BMS 666: Essentials of Clinical Medicine 1:  2 Credit Hours
BMS 667: Essentials of Clinical Medicine 2:  2 Credit Hours

Placement in the Curriculum:    Year One
Duration:    August-May

Synopsis:    The overall objective of this course is to prepare students for entry into clinical environments through the development of the fundamental knowledge, skills and attitudes required of medical professionals. In the Essentials of Clinical Medicine (ECM) 1, students learn the basic steps in gathering data and establishing rapport while interviewing a patient. Students will begin to familiarize themselves with the role of the doctor and the doctor-patient relationship, learn to talk with patients, apply basic science knowledge to chronic disease, learn about general care with a generalist physician-preceptor, and acquire initial competency in informatics. In ECM 2, students continue the acquisition of fundamental skills used in taking histories, interpreting and presenting patient data, and relating to patients and other health professionals in the context of the changing social, cultural, legal, political, economic and personal contexts which affect the delivery of health care.

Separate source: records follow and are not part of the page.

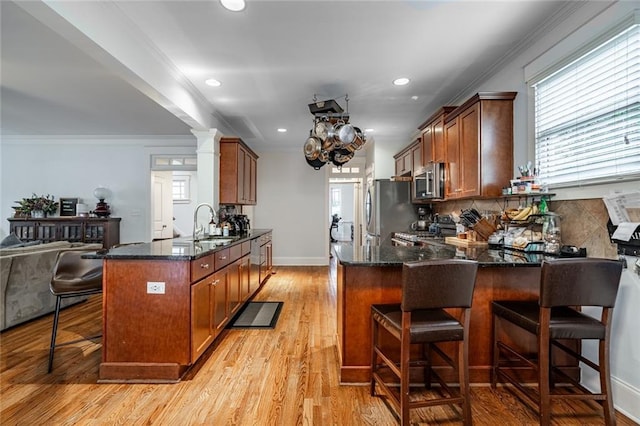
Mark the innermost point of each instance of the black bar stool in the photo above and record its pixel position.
(428, 287)
(565, 286)
(72, 276)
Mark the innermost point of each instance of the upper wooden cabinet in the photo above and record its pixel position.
(432, 136)
(409, 159)
(478, 137)
(238, 170)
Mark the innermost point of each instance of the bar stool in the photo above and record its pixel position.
(428, 287)
(565, 286)
(73, 276)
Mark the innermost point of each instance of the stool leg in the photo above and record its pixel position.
(54, 331)
(463, 368)
(374, 342)
(544, 404)
(495, 354)
(605, 382)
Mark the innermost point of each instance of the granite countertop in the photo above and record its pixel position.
(350, 255)
(174, 248)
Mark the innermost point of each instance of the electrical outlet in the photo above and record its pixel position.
(155, 287)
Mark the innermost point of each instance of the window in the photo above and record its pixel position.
(587, 114)
(181, 184)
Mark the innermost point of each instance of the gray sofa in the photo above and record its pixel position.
(25, 273)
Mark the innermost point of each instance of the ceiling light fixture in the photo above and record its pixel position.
(233, 5)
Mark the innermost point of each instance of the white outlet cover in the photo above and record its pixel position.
(155, 287)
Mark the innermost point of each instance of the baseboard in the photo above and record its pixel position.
(625, 399)
(301, 261)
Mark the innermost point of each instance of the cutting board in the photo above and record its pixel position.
(464, 242)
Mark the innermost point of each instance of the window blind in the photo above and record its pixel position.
(587, 115)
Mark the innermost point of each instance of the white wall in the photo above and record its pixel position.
(292, 200)
(74, 167)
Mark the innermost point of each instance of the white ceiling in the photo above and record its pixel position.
(138, 67)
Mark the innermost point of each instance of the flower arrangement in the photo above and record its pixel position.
(47, 204)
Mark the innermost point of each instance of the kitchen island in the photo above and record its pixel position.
(369, 275)
(165, 302)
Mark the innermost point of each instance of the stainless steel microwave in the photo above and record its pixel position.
(428, 182)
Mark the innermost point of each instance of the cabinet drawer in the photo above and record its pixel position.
(202, 267)
(222, 258)
(245, 248)
(235, 252)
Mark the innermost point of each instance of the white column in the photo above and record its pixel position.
(208, 158)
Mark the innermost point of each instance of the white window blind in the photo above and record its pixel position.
(587, 115)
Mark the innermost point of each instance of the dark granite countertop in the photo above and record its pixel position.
(175, 248)
(350, 255)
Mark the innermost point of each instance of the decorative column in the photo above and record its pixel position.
(208, 160)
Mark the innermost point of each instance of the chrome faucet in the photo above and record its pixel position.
(196, 229)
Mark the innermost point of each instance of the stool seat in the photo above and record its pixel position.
(555, 321)
(428, 288)
(565, 322)
(433, 325)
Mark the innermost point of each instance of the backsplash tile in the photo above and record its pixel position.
(584, 222)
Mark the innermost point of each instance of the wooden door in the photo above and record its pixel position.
(470, 151)
(201, 317)
(162, 205)
(452, 179)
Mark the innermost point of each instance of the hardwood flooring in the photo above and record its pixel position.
(282, 376)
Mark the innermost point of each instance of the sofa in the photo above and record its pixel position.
(25, 273)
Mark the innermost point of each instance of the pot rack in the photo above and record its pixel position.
(320, 149)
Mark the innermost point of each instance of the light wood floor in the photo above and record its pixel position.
(284, 376)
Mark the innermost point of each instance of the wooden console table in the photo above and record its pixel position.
(105, 231)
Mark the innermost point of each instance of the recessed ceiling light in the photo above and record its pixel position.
(233, 5)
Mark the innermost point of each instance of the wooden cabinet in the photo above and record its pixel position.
(105, 231)
(432, 136)
(478, 138)
(238, 172)
(405, 159)
(155, 337)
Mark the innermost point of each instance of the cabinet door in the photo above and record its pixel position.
(220, 286)
(452, 180)
(416, 157)
(202, 333)
(469, 134)
(437, 138)
(235, 295)
(427, 145)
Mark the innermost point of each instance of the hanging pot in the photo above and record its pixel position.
(316, 164)
(312, 148)
(325, 132)
(346, 133)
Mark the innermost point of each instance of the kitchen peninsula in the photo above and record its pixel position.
(166, 301)
(369, 275)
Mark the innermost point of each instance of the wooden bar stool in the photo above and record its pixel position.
(428, 287)
(565, 286)
(72, 276)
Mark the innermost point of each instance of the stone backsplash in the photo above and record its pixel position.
(584, 222)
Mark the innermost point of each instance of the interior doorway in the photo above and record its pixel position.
(174, 187)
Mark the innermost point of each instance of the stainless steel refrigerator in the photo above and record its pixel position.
(387, 209)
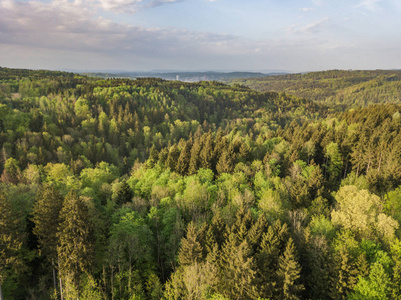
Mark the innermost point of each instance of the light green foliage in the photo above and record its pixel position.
(335, 164)
(376, 286)
(320, 225)
(75, 247)
(358, 210)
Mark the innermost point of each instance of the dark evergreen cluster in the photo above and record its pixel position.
(153, 189)
(336, 87)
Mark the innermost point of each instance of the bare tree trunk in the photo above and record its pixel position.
(130, 274)
(61, 282)
(104, 283)
(119, 278)
(112, 283)
(54, 275)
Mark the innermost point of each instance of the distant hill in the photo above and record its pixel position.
(183, 76)
(350, 88)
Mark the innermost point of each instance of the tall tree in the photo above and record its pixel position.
(75, 247)
(289, 274)
(11, 240)
(46, 217)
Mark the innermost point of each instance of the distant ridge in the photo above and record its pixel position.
(183, 76)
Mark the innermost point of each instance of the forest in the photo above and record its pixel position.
(342, 88)
(155, 189)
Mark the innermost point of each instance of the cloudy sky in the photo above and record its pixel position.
(225, 35)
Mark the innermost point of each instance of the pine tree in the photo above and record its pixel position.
(289, 274)
(237, 270)
(46, 217)
(206, 154)
(11, 241)
(172, 157)
(225, 164)
(194, 160)
(75, 247)
(183, 160)
(191, 249)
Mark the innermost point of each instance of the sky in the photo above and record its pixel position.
(200, 35)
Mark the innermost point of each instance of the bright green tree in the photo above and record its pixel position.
(75, 248)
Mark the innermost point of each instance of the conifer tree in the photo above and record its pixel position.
(191, 249)
(172, 157)
(46, 217)
(237, 270)
(225, 164)
(183, 160)
(75, 247)
(289, 274)
(195, 152)
(11, 241)
(206, 154)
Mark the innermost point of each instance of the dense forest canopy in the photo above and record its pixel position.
(154, 189)
(338, 87)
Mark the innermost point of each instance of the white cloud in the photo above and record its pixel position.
(310, 28)
(130, 6)
(372, 5)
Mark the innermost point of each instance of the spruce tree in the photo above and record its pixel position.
(11, 241)
(75, 247)
(183, 160)
(46, 217)
(191, 249)
(289, 274)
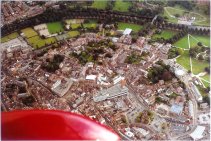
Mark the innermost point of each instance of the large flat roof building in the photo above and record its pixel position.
(198, 133)
(112, 92)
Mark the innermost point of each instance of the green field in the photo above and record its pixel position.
(90, 25)
(122, 6)
(37, 42)
(55, 27)
(184, 60)
(75, 26)
(206, 84)
(99, 4)
(134, 27)
(166, 34)
(73, 33)
(204, 39)
(201, 19)
(183, 42)
(29, 32)
(9, 37)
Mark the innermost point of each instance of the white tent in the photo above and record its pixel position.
(127, 31)
(198, 133)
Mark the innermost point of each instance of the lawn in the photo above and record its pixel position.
(166, 34)
(9, 37)
(29, 32)
(73, 33)
(134, 27)
(37, 42)
(55, 27)
(122, 6)
(183, 42)
(99, 4)
(184, 60)
(90, 25)
(206, 77)
(198, 66)
(75, 26)
(204, 39)
(180, 11)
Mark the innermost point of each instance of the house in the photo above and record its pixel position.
(127, 31)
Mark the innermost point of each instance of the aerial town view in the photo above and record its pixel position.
(140, 67)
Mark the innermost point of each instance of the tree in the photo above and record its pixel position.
(206, 99)
(207, 69)
(199, 44)
(201, 57)
(167, 76)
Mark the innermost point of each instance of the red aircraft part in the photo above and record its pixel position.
(52, 125)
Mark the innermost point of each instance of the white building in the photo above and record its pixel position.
(198, 133)
(204, 118)
(91, 77)
(117, 79)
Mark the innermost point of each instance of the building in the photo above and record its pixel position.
(204, 118)
(198, 133)
(127, 31)
(112, 92)
(117, 79)
(176, 108)
(196, 92)
(91, 77)
(61, 88)
(190, 106)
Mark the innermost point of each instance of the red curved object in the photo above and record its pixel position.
(52, 125)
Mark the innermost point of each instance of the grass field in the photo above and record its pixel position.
(73, 33)
(134, 27)
(75, 26)
(201, 19)
(184, 60)
(206, 77)
(99, 4)
(166, 34)
(122, 6)
(9, 37)
(29, 32)
(204, 39)
(37, 42)
(55, 27)
(90, 25)
(183, 42)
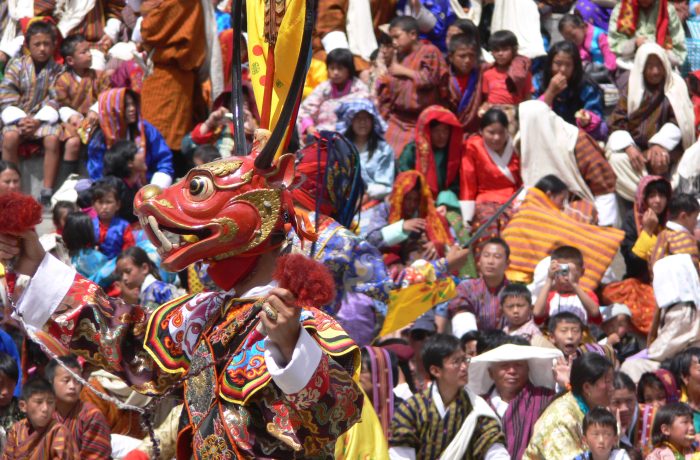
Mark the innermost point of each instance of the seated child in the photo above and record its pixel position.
(85, 423)
(617, 332)
(561, 291)
(141, 283)
(76, 90)
(9, 404)
(509, 81)
(112, 233)
(39, 436)
(28, 109)
(601, 436)
(678, 236)
(673, 433)
(516, 306)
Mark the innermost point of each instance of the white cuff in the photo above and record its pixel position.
(46, 290)
(668, 137)
(497, 451)
(66, 112)
(293, 377)
(402, 453)
(619, 141)
(335, 39)
(136, 34)
(12, 114)
(462, 323)
(47, 114)
(112, 28)
(161, 179)
(606, 205)
(468, 208)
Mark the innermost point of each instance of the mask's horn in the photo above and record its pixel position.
(264, 160)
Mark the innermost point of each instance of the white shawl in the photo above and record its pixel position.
(675, 90)
(547, 146)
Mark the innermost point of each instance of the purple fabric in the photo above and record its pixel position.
(356, 316)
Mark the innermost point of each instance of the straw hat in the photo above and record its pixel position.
(539, 361)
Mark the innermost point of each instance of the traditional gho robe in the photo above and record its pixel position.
(53, 442)
(401, 100)
(89, 430)
(240, 402)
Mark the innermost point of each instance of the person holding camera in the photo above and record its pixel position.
(561, 291)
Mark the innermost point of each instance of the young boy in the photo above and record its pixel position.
(465, 80)
(561, 291)
(113, 233)
(86, 424)
(28, 110)
(509, 81)
(417, 78)
(516, 308)
(601, 437)
(678, 236)
(425, 424)
(39, 436)
(76, 90)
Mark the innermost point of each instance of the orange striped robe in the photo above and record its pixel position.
(671, 242)
(539, 227)
(54, 443)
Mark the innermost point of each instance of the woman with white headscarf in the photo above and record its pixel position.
(653, 122)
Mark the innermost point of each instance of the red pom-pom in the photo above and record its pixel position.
(310, 281)
(18, 213)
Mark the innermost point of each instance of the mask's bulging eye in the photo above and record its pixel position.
(201, 188)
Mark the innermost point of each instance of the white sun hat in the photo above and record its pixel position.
(539, 361)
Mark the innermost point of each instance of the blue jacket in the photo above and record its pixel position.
(159, 158)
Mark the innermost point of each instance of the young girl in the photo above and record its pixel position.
(569, 92)
(490, 173)
(360, 122)
(140, 279)
(673, 433)
(592, 43)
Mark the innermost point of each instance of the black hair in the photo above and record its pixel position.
(577, 76)
(498, 241)
(344, 58)
(35, 386)
(70, 43)
(468, 29)
(406, 23)
(622, 381)
(648, 379)
(40, 27)
(60, 206)
(563, 317)
(588, 368)
(682, 202)
(207, 153)
(139, 257)
(568, 252)
(5, 165)
(78, 233)
(494, 116)
(117, 158)
(436, 348)
(102, 188)
(666, 415)
(551, 184)
(463, 40)
(8, 366)
(574, 20)
(69, 361)
(515, 290)
(503, 39)
(599, 416)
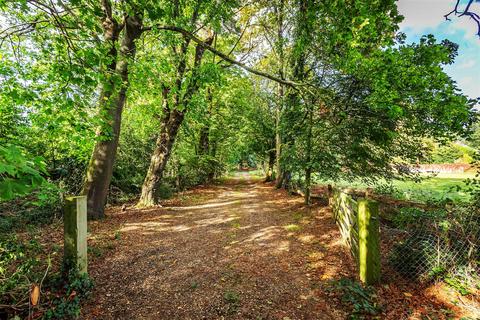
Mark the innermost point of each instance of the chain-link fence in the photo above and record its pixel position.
(426, 245)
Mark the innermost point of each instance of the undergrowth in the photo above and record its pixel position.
(25, 264)
(361, 301)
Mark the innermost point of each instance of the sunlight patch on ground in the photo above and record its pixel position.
(204, 206)
(152, 226)
(307, 238)
(217, 220)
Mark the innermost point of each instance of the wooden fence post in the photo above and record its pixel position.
(75, 233)
(369, 242)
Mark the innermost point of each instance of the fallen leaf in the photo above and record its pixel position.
(34, 294)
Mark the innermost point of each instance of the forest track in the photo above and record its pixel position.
(236, 250)
(240, 250)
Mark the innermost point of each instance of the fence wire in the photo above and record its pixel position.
(426, 246)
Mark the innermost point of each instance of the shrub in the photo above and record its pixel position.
(40, 207)
(361, 300)
(438, 243)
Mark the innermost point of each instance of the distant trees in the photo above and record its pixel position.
(313, 89)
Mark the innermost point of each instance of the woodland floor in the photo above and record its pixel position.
(236, 250)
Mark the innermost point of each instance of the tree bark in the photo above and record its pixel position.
(308, 169)
(169, 128)
(112, 101)
(271, 164)
(171, 121)
(281, 92)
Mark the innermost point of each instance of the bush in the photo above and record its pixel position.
(40, 207)
(361, 300)
(73, 290)
(438, 244)
(414, 218)
(164, 191)
(20, 173)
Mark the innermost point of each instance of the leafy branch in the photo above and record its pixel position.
(465, 12)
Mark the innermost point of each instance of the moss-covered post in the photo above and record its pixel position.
(369, 242)
(75, 234)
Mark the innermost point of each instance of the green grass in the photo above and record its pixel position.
(438, 188)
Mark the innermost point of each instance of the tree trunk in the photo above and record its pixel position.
(308, 170)
(168, 132)
(271, 163)
(281, 93)
(171, 121)
(112, 101)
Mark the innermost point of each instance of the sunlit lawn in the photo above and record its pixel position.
(440, 187)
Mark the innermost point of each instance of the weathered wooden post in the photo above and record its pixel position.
(75, 234)
(369, 242)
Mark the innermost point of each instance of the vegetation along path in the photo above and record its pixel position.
(242, 251)
(239, 250)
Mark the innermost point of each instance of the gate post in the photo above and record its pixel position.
(75, 234)
(369, 242)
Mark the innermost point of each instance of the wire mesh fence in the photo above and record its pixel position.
(435, 245)
(424, 245)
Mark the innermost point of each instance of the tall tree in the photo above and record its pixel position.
(111, 102)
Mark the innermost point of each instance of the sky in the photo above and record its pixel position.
(427, 17)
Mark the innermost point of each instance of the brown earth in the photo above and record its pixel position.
(239, 250)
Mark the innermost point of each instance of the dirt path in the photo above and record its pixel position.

An introduction to ethical and legal issues relevant to the care of patients is provided.

Competencies:    In the process of completing this course, students acquire the following competencies:
●    Gather data and establish rapport with patients.
●    Recognize and describe common reactions of patients to doctors and doctors to patients.
●    Identify common sociocultural, gender, and aging issues which commonly arise in interviews.
●    Interpret trends within the changing health care environment that influence clinical practice and future developments.
●    While acquiring skills to interview and talk to patients, students become acquainted with the impact of chronic disease, the meaning of illness in the context of patient, family and community; the role of culture, community resources and agencies in the work of primary care providers.

Key Words:    Patient-doctor relationship, psychology of illness, socialization of doctors, undergraduate primary care education, ambulatory care education, continuity of care.

Assessment:    Small group participation grade; written assignments; research papers; standardized patient examination of interviewing skills; attendance at 6 sessions with primary care preceptor; professional behavior checklist from primary care preceptor.

Students in ECM are evaluated using the grading system in effect for clinical clerkships.

Instructional Features:    Lectures, small group discussions, special topics. The Introduction to Primary Care (IPC) program that is part of this course places students with preceptors throughout the Chicago area and focuses on continuity of care in family practice, medicine, and pediatrics. Other features include early exposure to clinical medicine through on-site observation, training and practice.